I copied Entity.getLook(float)
to EntityPlayer
to override EntityLivingBase.getLook(float)
and it is more consistent than my fix by far (like 1.7 as you had hinted at) what problems did you see with this/what reasons could keep this from being included in the snapshot?
Also, Marcono1234 (or any other moderator/helper), replace the "code analysis" link to my comment with jonathan2520's comment on 05/Oct/16; it does a much better job at pinpointing the issue than I have.
Difference between my original modification and the modification based on jonathan2520's analysis: https://youtu.be/_zgG9PDNfWk

what problems did you see with this/what reasons could keep this from being included in the snapshot?
No problems, per se. More of a precaution that mobs can turn their head (rotationYawHead) independently. There would be some side effects there, but then both getLook versions have been in the game for years each. I think the current behavior is generally better, going by the way it's used in the code, making my second or third suggested fix most suitable. (Third is to re-override in EntityPlayer as you have done now, which I had only mentioned in my YouTube video description for some reason.)
Also, Marcono1234 (or any other moderator/helper), replace the "code analysis" link to my comment with jonathan2520's comment on 05/Oct/16; it does a much better job at pinpointing the issue than I have.
This being my report, I could do it myself. I'd just rather convince you than stomp on you. Maybe I'll move some information there.
You can no longer see the blue line when the hitboxes are drawn, that pretty much means it is 100% fixed now! 😃

That's F3+B combined with F5, for the uninitiated. Sounds like a fix. I'm looking forward to testing the next snapshot when it's out and hopefully confirming that it's fixed.
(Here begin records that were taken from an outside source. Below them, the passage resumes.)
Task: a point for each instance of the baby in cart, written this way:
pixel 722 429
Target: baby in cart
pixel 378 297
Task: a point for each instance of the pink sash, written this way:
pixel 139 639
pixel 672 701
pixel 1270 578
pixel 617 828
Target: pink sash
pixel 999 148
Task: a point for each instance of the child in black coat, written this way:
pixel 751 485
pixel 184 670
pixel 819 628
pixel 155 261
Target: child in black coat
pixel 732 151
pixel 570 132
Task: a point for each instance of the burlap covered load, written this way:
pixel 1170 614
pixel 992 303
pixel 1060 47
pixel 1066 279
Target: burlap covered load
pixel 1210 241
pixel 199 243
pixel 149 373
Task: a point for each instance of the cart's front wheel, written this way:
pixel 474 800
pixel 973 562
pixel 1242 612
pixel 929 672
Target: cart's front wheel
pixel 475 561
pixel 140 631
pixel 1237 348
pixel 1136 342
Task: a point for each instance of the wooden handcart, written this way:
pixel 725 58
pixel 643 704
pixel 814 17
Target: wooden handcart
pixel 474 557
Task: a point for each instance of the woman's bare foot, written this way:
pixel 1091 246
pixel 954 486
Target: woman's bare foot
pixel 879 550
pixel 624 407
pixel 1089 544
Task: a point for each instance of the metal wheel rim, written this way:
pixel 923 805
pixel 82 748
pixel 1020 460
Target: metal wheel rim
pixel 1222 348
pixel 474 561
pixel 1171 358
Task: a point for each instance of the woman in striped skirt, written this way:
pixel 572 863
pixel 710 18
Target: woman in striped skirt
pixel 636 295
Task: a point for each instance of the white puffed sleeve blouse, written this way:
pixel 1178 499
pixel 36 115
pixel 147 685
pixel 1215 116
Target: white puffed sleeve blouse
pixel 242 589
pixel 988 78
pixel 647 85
1.11-pre1 (and now the release) is mostly correct! I'm still marking it because disabled interpolation from a previous purported fix is still there. The thing where the selection box tends to lead you when you sprint. In MCP parlance, renderWorld needs getMouseOver(partialTicks), not getMouseOver(1.0F). As I mentioned before, interpolation conveniently doesn't do anything for angles updated by setAngles, so once you're using those it doesn't incur any mouse look delay.
[media]
What's wrong? I think it's fixed now.
Let this be fixed please ;D
Hard to verify it IS fixed, looks better but meh 😞

Can confirm that this seems to be fixed from my testing with a 10x slowdown factor.

I agree it's fixed in 16w50a. Well, as good as it was before 1.8 when problems weren't so blatant. My remarks about further improvements still stand. But let's call it fixed for now. Thanks for sticking with it, Grum!